We carried out a longitudinal integration site analysis in the beta-thalassemia subject, with surprising results (Cavazzana-Calvo et al., 2010). A large fraction of all transduced cells contained an integration site in HMGA2, a known cancer gene. It turned out that integration within the gene resulted in formation of a truncated mRNA, which removed a negatively acting binding site for the let7 microRNA, thereby upregulating expression of HMGA2. The transcriptional apparatus of the vector also appeared to be acting on the HMGA2 promoter, further boosting HMGA2 expression and apparently promoting cell proliferation. This provided the first indication of possible “vector driving” by lentiviral vectors in humans—today, the picture seems to be that lentiviral vectors are less likely to affect cellular proliferation than early version gammaretroviral vectors, but there is still some potential for doing so. Happily, at the time of this writing, the treated subject is doing well.
While these studies have yielded exciting new data, they have also left us quite familiar with the limitations of the analytical methods. Recovery methods are limited in the efficiency and reliability, and communicating effectively with clinical colleagues is an ongoing challenge. Going forward, we and others in the field need to optimize methods (Berry et al., 2006, 2012; Hoffmann et al., 2007; Bushman et al., 2008; Wang et al., 2008; Ciuffi et al., 2009; Hacein-Bey-Abina et al., 2010; Brady et al., 2011) and then make them as high throughput and simple as possible for expanded implementation as human gene therapy comes into widespread use.
Looking Forward
Today, numerous successful gene therapy trials are underway. Lentiviral delivery is being applied to a wide array of disease indications (Levine et al., 2006; Cartier et al., 2009; Wang et al., 2009; Cavazzana-Calvo et al., 2010; Grupp et al., 2013), and AAV-based vectors are also showing dramatic success (Maguire et al., 2008; Li et al., 2011a,b; Nathwani et al., 2011; Kaeppel et al., 2013). Cells modified by designer nucleases are now in humans—again Carl June and coworkers have pioneered a new technology in the search for cures for HIV infection (Tebas et al., 2014). Genome editing is taking off as a correction method for many indications, though my guess is we still have a lot to learn about the unwanted side effects of engineered nucleases on genomes.
Whole new worlds are still opening up thanks to the new deep-sequencing methods. For example, gene correction in immunodeficient states can be explored by sequencing products of VDJ recombination (Robins et al., 2009, 2010), providing an exceptionally rich picture of newly formed populations of antigen-recognizing cells. Deep sequencing can also report the response of the human microbiome as immunodeficiencies are corrected (McKenna et al., 2008; Hildebrandt et al., 2009; Hoffmann et al., 2009; Wu et al., 2011; Charlson et al., 2012; Minot et al., 2012, 2013; Peterfreund et al., 2012; Sonnenberg et al., 2012; Alenghat et al., 2013), providing a unique opportunity to investigate how the human immune system shapes our microbial populations.
Without much fanfare, human gene therapy has gone from controversial to almost standard for some indications.

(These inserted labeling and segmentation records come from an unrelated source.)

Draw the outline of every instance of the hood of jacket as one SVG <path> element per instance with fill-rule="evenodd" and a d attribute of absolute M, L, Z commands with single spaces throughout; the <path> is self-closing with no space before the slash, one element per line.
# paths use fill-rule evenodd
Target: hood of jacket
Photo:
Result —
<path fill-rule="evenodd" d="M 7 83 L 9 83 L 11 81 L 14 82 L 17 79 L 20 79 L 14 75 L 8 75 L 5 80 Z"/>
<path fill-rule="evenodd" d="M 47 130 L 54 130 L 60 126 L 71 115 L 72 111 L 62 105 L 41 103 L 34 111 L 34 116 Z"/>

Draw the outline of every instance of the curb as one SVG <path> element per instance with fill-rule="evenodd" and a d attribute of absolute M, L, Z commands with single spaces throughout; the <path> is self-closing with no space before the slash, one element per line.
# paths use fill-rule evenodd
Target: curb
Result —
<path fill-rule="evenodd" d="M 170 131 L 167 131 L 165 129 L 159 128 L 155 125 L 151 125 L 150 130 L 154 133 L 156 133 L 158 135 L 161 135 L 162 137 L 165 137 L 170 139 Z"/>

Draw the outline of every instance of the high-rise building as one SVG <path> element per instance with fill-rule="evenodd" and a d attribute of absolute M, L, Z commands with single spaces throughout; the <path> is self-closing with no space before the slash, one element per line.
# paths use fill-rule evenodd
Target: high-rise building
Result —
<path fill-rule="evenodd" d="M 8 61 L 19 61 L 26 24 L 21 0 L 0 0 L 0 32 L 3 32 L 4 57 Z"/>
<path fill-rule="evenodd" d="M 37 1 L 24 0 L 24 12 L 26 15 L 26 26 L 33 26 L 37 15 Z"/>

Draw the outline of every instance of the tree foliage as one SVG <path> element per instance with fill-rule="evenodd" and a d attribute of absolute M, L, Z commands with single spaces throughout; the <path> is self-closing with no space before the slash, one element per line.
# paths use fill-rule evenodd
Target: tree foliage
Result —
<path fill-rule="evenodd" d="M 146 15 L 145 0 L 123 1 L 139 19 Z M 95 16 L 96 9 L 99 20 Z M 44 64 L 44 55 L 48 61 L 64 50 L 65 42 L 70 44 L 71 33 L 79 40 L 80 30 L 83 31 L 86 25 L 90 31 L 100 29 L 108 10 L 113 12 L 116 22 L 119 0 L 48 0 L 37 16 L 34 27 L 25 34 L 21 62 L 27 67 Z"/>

It has been a privilege to be able to help along the way. Way down the road, I'm betting that this transition will be seen as a turning point in history.
Footnotes
Acknowledgments
I particularly thank the people who worked in my laboratory and the collaborators who added so much to our projects. Thanks very much to the National Institutes of Health, which has funded most of my research.
Author Disclosure Statement
The author has no conflict of interest.